After telling him of my political views, I asked if he was still in love with me. His answer was surprising (not so much now, but it was then), it was a simple no. I was convinced that my presence to him was a general nuisance and my feelings weren’t valid. The weeks and days leading up to the end of my relationship, including this particular Saturday, were a blur because they went by so fast, yet simultaneously, they were crystal clear. I gave everything in me to make our relationship work after my sobbing episode. In relationships, you almost inevitably give a blind eye to situations that are seemingly unhealthy.  

I pictured in my mind that maybe, just maybe, if I could get him to not view me as an evil socialist, he would fall back in love with me. However, that didn’t even come close to working. The fights got longer, meaner and harder to bear. He told me many times through the ending weeks of our relationship that he still loved me, but how could I believe that when his actions proved otherwise?

Through this process, I had a lot of time to think. About myself, about my worth. Soon, I came to the conclusion that we had to break up. I didn’t realize how emotionally freeing this decision was when I first made it. I did realize however, that I had no more tears to cry, and I had no other option. There was no way I was moving into a college three hours away from him, in a loveless, non-motivational and unsupportive relationship hanging on my back.

    I remember driving to go break up with him so very vividly. The leaves on the trees looked healthier, the street lights seemed brighter and brand new. I was so confused as to why I wasn’t sad that my relationship was ending. I tried to force myself to cry, to change my mind about breaking up with him. But my heart, though it was in my stomach, told me I needed to do this to be happy again, to be an individual.

We had a long discussion that went from pleasant to unpleasant in only a matter of minutes. I finished my argument with saying, “I am breaking up with you because you weren’t there for me when I needed you most. You didn’t ask me how I was when my aunt died. Actually, you did, and that was it. You didn’t ask me how I was doing when I was lying in bed crying. Instead, you were too mad to talk to me because of my political ideology. I am breaking up with you, because I can’t be with someone who doesn’t support me or my beliefs. You became heartless and selfish. I can’t be hundreds of miles away in a relationship that only holds me back.”

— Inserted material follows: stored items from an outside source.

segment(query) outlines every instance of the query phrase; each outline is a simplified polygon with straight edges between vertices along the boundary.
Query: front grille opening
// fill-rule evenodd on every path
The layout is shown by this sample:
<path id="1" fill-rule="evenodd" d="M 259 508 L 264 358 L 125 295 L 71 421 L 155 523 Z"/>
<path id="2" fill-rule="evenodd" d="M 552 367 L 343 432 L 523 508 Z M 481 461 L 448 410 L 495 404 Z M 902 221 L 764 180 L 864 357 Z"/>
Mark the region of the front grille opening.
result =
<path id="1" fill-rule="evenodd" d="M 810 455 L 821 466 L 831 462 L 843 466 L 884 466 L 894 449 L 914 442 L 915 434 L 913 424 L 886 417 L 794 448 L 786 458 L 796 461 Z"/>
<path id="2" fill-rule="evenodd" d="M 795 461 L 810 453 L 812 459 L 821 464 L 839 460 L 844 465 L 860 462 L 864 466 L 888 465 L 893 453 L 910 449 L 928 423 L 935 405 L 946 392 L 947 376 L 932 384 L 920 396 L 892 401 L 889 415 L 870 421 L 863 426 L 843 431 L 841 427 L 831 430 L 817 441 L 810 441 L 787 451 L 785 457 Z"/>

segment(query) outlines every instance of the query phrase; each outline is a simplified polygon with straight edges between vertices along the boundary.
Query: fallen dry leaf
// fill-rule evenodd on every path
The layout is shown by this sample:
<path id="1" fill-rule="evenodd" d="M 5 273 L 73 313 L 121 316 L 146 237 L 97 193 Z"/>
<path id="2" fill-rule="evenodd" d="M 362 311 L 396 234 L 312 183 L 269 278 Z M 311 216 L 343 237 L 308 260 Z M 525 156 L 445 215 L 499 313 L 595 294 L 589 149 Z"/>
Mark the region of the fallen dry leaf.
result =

On the drive back to my house, everything was even more vivid. Almost as if I had a new set of senses. The air felt new, music gave me goosebumps, I couldn’t stop smiling, and I knew in that moment, I was myself again. That night, I laid in my bed, the same bed where I was sobbing just weeks before, happy. I was focused on the positive aspects of my life, compared to the negative. I stood up for myself and my beliefs, and I took a stand that felt unpopular at first. I thought about my future, my career and college. How I didn’t feel crazy about wanting to change the world, or run for office. I felt new.

After I broke up with him, I couldn’t stay mad at him for anything. I was so bitter toward the end, and whether it was justified or not, it was unhealthy. There’s nothing positive about a relationship when things take a turn for the worst. This past month, I’ve been happier than I have been in a long time. Though losing my aunt and boyfriend in the same time period was rough, a brighter day came, and they keep coming. As soon as I got to school, I was appointed as an Associate Supreme Court Justice in the Student Government Association, I became the chair of SFA’s first Progressive Student Coalition, the Vice President of the Black Student Union, a Project Leader in the Freshman Leadership Academy, and one of the editors of Her Campus SFA. I’ve made great connections and true friendships. I laugh more, I smile more and I love being myself. Not only am I surrounded by positive influences, but I became one myself. Though an “overwhelming distress” is as rough as it sounds, it taught me my worth and what it felt like to be happy again. If you’re going through it, I hope it can teach you that too.